Reverse Mentoring: A New Take on Bridging the Generation Gap at Work

Higher Ups Get Coaching on New Trends, Technology & Social Media From Young Workers

In a recent article in the Wall Street Journal, reporter Leslie Kwoh, notes an exciting new trend taking off in a wide range of companies. Instead of workplace mentors who are older and higher up in the ranks than their mentees – younger employees are being tapped to help senior executives learn new skills.

The idea is to give senior managers an opportunity to learn about life outside the corner office. If that isn’t enough of a reason, companies are seeing reduced turnover among younger employees because mentoring this way gives them a sense of purpose, along with an enlightening glimpse into the world of management and access to top tier leaders.

According to Kwoh, reverse mentoring was championed by Jack Welch when he was chief executive of General Electric Co. He had 500 top-level executives pair up with people below them to learn to use the Internet. Welch took his own advice to heart and was matched with an employee in her 20s who taught him how to surf the Web. Today young mentors are teaching their senior mentees about Facebook and Twitter.

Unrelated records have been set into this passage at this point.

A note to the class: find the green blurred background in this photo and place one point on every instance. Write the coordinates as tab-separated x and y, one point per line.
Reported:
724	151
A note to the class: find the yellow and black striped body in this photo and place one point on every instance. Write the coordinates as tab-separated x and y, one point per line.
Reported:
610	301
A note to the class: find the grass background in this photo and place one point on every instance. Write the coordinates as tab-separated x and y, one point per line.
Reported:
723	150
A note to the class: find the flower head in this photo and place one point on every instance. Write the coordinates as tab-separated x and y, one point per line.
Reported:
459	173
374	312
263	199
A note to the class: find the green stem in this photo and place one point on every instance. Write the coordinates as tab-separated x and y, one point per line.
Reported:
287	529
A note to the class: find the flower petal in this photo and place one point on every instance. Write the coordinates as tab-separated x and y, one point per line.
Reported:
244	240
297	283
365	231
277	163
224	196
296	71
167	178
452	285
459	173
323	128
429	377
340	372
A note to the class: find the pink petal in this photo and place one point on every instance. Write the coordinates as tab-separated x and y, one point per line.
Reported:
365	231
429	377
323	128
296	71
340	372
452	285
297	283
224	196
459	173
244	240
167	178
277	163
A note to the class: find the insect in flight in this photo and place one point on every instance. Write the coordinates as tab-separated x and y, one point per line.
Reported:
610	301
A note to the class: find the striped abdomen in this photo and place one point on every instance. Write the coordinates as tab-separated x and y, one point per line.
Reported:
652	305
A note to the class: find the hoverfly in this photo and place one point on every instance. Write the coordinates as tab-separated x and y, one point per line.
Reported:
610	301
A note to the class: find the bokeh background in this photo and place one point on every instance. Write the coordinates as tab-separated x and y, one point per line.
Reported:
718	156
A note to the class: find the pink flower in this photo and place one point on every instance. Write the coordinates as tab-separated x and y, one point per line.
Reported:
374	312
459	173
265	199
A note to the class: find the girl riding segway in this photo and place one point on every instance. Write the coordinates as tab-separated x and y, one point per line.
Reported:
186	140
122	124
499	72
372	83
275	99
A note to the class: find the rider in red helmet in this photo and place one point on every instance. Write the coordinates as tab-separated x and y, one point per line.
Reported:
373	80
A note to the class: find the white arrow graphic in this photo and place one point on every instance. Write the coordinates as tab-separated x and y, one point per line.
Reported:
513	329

Technology and global thinking are changing so rapidly, older executives don’t want to be left behind. Reverse mentoring also helps acculturate the younger employees more quickly. They begin to see a promising future for themselves in the organization. This boosts loyalty, employee engagement and overall productivity.

There can be pitfalls. Many older workers resist the idea of being mentored by someone younger, especially when they have so many more years of experience. This is where a solid launch event featuring the people skills that make for more effective mentoring partnerships can make all the difference in the success of the program.